# 4/22 on the Morning Star



## SteveR (May 9, 2003)

A light rain and some chop, but Monty found the fish. We were never out of sight of OC, a 30-40 minute trip at most to the first drop. I got nary a nibble until the third drop, but I found the honey hole. In about 1/2 hour I boated two tog at 11 pounds, one at 8 pounds, and the last at 4 pounds. My largest made 3rd place in the fish pool, the winner was 13.5 pounds. Alot of folks limited out, I think there were maybe 12 -14 people on board that day. Our mate Chris did a great job, as did Monty as usual. One seabass was caught, shouldn't be too much longer before they turn on.

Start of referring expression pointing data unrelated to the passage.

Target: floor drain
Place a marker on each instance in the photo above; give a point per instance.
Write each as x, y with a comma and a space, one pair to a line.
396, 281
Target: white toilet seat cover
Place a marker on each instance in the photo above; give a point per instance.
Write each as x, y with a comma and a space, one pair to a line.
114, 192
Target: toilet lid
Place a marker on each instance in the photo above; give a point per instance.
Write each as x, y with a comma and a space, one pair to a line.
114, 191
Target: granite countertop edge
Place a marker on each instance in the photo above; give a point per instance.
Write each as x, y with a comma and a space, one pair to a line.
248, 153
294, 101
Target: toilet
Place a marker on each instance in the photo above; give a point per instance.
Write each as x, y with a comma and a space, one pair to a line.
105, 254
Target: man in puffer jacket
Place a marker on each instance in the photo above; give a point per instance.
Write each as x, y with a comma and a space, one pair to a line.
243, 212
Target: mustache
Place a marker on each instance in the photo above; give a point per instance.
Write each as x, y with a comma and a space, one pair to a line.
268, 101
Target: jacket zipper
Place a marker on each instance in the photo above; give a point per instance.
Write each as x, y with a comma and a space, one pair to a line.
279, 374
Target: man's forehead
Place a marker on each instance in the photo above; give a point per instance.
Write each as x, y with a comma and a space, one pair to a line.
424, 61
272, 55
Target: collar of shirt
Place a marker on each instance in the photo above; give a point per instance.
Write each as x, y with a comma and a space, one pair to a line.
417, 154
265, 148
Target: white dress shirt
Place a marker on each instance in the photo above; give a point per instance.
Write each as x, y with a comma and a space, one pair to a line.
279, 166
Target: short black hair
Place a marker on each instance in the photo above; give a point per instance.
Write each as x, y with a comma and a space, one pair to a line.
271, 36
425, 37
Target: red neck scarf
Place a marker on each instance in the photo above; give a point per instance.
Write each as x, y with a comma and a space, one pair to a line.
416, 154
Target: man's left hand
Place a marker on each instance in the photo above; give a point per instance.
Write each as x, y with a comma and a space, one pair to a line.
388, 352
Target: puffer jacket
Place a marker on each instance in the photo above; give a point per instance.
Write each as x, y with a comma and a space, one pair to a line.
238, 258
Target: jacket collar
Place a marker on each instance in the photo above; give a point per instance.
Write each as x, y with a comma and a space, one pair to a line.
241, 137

I'm planning on going again in two weeks, take Junior for his 1st trip of the year.


----------



## FL FISHERMAN (Sep 30, 2002)

Nice report! I had about a dozen trips with Monty booked in my last two years at MD but everyone of em got blown out!  Still love to hear the reports of those 10lb+ tog though.


----------



## Anthony (Jul 3, 2002)

You gotta love a trip where you catch a double digit tog and it's only the third biggest.


----------



## SteveR (May 9, 2003)

As an added note, I had the #23 spot initially, dead center of the stern, nada as far as bites. On the third drop I moved to the port side right by the anchor; a rough up and down drop, but that's where I caught my fish. I'm not saying that's the place to be, but more so saying it might pay to move around if there's not a full booking. Other folks were moving and trying other spots, with full cooperation from all on board. It was a nice bunch of folks that day. There were one or two that got skunked and people were sharing their catch with them,...I gave one of mine to a real nice guy that drove all the way from Fairfax, Virginia to try his luck. Can't wait to go again,.,......


----------